Plus, as weird as it all is, I think it’s also true.  I sometimes have a desire to be both ironic and sincere at the same time.  At no time is that feeling more relevant than as I watch this film.

Concerning Ice Cream Trucks

If an ice cream truck rolls up a residential street on a quiet Saturday Afternoon and no children run out to buy ice cream, it does still make a sound. And that sound is by turns nostalgic, melancholy, excruciatingly slow, and ultimately quite creepy. And now it’s stuck in my head.

Leave our kids alone, we’ve got all the ice cream we need around here.

RE: Rolling Blackouts

I realize in retrospect that my last post, although it made perfect sense to me, may have been slightly confusing without some context.

It was in fact a record review of sorts of the album Rolling Blackouts by Brighton, UK band The Go! Team.  However, I’m a little tired of/uninterested in writing traditional record reviews (see A Change in Focus), so instead I opted for a sort of extreme-reader-response criticism/fan fiction type of record review. I hope to do more such non-traditional record reviews in the future because they are a lot more fun for me than regular record reviews.  Besides, you can find good regular reviews all over the place, so why do I need to bother with them, too?

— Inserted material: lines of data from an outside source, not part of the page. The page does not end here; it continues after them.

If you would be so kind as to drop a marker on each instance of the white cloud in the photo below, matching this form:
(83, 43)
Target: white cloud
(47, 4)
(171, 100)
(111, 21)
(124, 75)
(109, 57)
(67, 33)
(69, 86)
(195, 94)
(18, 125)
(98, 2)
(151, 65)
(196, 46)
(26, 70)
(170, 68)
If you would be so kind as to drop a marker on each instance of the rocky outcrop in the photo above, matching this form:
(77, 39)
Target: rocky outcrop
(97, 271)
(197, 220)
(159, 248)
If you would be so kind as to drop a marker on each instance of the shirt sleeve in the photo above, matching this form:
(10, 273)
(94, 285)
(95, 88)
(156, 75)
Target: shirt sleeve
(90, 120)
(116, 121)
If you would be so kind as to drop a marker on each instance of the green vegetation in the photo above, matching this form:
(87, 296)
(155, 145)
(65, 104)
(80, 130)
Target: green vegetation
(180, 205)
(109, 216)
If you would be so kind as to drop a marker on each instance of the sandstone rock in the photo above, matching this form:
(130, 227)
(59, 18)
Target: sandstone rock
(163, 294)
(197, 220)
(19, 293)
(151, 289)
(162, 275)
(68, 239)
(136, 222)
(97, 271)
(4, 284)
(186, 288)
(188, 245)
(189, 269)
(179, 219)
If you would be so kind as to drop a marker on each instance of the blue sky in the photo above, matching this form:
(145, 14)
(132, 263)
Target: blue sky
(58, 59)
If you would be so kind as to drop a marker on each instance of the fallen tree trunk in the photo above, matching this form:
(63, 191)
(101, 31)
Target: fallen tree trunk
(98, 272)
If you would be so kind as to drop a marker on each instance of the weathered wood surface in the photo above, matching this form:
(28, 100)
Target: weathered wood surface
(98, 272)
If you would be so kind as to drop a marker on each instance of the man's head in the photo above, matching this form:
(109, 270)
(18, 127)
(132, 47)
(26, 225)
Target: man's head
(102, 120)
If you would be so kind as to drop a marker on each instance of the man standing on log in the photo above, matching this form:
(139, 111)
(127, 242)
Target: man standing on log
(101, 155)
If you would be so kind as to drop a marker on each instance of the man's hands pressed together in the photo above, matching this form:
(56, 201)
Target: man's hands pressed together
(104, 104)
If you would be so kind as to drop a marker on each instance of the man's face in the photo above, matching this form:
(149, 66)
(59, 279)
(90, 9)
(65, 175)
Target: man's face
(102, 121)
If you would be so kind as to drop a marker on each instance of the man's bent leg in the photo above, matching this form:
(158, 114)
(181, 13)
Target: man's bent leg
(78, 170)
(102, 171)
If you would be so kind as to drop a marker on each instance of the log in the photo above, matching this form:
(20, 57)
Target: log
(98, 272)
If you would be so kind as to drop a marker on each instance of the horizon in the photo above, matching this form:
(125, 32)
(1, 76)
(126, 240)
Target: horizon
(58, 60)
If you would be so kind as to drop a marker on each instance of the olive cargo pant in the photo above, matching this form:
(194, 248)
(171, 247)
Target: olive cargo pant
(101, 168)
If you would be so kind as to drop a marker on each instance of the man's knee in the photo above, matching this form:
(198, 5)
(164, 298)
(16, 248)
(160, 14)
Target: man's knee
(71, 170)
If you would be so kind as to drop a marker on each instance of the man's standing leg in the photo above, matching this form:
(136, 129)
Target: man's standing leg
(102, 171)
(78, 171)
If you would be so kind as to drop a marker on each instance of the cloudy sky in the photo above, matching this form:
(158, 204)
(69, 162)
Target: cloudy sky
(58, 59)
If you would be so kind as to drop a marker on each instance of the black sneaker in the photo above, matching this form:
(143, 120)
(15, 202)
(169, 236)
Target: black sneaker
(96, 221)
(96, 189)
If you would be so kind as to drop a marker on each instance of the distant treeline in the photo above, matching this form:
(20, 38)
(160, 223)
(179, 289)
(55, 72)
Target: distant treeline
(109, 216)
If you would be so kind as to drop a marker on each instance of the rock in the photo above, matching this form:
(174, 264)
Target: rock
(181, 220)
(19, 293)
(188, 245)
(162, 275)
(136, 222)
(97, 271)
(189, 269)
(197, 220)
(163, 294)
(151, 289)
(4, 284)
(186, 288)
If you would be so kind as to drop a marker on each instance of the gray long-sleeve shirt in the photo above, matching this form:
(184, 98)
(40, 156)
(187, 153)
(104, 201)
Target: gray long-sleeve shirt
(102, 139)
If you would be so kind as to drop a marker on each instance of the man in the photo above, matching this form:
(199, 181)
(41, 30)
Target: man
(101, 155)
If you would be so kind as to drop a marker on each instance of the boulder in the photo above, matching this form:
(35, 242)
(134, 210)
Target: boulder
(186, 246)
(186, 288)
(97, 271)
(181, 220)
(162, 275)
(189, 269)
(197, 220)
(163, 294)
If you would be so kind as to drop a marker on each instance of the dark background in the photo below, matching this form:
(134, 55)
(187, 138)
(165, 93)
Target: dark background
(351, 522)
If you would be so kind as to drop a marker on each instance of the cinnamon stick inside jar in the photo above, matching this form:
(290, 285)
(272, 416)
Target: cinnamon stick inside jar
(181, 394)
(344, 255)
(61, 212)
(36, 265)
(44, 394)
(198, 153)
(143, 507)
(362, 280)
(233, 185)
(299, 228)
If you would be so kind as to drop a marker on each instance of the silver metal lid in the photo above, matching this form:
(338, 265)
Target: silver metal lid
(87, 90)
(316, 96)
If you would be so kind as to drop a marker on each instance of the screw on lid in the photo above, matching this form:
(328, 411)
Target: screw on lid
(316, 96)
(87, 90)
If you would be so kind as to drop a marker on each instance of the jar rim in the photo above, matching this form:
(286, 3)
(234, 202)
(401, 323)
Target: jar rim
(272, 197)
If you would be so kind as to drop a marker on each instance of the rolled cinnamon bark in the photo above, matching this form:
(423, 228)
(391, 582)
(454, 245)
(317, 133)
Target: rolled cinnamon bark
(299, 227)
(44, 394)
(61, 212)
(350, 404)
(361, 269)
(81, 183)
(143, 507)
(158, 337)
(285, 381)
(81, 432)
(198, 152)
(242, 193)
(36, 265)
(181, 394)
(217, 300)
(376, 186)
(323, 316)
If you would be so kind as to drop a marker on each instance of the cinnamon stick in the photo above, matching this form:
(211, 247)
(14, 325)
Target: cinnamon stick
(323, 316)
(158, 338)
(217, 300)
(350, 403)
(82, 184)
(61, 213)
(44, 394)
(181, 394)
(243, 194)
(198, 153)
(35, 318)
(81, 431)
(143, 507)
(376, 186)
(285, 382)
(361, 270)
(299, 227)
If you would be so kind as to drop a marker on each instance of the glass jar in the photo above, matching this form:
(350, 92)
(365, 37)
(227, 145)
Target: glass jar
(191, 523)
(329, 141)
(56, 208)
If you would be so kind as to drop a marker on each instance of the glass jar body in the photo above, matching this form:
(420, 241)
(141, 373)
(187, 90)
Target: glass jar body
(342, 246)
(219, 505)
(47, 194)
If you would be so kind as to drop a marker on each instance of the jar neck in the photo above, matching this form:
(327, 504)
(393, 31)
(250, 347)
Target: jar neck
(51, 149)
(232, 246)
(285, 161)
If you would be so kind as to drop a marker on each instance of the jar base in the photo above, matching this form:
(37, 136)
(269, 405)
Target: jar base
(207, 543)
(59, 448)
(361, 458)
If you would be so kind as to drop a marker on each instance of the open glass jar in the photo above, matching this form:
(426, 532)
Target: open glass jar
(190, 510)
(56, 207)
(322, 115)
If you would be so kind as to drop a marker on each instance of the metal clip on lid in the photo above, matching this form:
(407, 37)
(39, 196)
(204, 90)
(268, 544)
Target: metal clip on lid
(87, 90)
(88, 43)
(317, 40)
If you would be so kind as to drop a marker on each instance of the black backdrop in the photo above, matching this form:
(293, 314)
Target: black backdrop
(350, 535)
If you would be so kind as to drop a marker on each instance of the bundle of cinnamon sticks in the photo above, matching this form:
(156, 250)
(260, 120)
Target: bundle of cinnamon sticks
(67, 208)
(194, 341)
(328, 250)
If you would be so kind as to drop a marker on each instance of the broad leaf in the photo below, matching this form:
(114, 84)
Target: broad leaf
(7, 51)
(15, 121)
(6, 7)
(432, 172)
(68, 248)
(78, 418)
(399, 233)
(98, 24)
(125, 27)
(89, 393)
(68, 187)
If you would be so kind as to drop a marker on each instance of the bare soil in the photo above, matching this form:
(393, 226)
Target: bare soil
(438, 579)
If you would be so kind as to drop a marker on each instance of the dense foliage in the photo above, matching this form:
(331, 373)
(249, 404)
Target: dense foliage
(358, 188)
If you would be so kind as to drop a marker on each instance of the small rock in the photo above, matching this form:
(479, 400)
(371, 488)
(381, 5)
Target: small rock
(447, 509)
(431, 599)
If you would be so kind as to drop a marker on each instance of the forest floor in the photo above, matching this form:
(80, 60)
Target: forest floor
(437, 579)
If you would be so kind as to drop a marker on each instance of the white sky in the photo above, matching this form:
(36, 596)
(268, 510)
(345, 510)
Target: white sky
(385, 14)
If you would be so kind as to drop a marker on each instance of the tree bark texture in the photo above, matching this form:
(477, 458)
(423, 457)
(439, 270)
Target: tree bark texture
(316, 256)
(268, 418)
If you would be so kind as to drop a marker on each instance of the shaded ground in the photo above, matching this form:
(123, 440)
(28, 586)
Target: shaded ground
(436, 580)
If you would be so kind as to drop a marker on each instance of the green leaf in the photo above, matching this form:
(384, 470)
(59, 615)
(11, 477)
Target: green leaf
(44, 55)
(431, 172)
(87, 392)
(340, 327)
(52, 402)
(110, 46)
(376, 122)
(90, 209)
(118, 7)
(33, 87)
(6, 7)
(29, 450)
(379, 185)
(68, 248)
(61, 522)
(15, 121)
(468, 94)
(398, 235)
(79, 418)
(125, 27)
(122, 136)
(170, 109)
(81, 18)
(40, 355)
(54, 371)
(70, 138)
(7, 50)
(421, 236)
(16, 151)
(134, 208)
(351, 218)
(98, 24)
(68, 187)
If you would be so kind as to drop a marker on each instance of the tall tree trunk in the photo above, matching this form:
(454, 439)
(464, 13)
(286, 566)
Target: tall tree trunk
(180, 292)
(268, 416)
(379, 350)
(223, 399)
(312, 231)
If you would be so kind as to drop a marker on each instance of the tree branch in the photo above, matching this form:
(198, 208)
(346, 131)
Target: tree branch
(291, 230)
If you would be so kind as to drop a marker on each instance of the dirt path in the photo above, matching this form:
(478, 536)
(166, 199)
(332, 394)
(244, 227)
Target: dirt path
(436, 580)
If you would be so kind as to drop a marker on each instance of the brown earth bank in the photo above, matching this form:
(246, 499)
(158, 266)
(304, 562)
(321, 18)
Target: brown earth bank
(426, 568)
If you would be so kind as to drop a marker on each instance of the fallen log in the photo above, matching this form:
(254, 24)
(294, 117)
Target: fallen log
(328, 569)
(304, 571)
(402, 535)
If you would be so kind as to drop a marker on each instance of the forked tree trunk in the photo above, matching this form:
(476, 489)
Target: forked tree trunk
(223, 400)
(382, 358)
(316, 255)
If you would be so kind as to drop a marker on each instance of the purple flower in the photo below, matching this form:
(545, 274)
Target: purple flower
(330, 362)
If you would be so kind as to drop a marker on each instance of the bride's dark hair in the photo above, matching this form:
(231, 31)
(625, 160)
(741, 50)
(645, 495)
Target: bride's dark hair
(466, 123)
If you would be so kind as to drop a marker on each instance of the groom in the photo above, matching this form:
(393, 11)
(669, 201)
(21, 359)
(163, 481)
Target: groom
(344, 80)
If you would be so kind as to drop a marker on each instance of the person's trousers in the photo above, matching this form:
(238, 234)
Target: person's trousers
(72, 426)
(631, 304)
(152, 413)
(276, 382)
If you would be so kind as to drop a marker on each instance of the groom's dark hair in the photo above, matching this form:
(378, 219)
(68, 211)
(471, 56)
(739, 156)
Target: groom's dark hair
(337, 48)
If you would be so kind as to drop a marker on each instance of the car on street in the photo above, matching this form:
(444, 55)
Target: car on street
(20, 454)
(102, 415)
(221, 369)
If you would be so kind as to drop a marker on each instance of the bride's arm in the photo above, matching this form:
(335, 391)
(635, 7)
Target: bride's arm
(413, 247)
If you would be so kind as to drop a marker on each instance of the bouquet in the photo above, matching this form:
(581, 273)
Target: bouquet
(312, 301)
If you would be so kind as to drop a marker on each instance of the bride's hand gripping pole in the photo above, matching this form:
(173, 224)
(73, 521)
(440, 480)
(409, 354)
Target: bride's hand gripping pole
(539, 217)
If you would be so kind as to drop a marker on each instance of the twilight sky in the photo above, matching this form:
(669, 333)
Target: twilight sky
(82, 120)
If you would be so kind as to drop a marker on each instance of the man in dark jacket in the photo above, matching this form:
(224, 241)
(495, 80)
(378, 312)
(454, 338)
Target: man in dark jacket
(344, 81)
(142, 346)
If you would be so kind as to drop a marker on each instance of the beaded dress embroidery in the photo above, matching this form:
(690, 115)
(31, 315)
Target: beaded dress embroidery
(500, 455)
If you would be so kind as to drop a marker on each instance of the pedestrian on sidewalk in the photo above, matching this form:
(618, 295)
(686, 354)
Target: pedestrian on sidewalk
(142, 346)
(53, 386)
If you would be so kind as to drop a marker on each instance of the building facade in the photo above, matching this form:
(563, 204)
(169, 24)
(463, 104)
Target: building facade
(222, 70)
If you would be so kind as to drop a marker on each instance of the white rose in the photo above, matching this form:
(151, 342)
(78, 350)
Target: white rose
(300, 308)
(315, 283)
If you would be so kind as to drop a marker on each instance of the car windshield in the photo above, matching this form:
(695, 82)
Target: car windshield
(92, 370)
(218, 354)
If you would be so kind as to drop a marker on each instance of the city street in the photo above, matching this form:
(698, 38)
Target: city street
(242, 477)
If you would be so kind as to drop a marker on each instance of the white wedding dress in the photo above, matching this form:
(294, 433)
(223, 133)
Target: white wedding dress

I also would like to state for the record that Rolling Blackouts isn’t anything like my favorite album of 2011 or anything; it’s just a record I had a quick desire to write about in this method.  I hope to add more “reviews” to the site, including those written about albums that actually are my most favorites, but we know I have a poor track record of providing steady content and publishing all the things I intend to publish. So, I still have to add this disclaimer about Rolling Blackouts in case I never getting around to posting about any other albums and in their absence it appears as if it is my ultimate all-time-favorite album because it’s the only one I’ve written and published about.

That is all.  Thank you for your time.  We now return to our regular Froz-T-Freez programming, still in progress.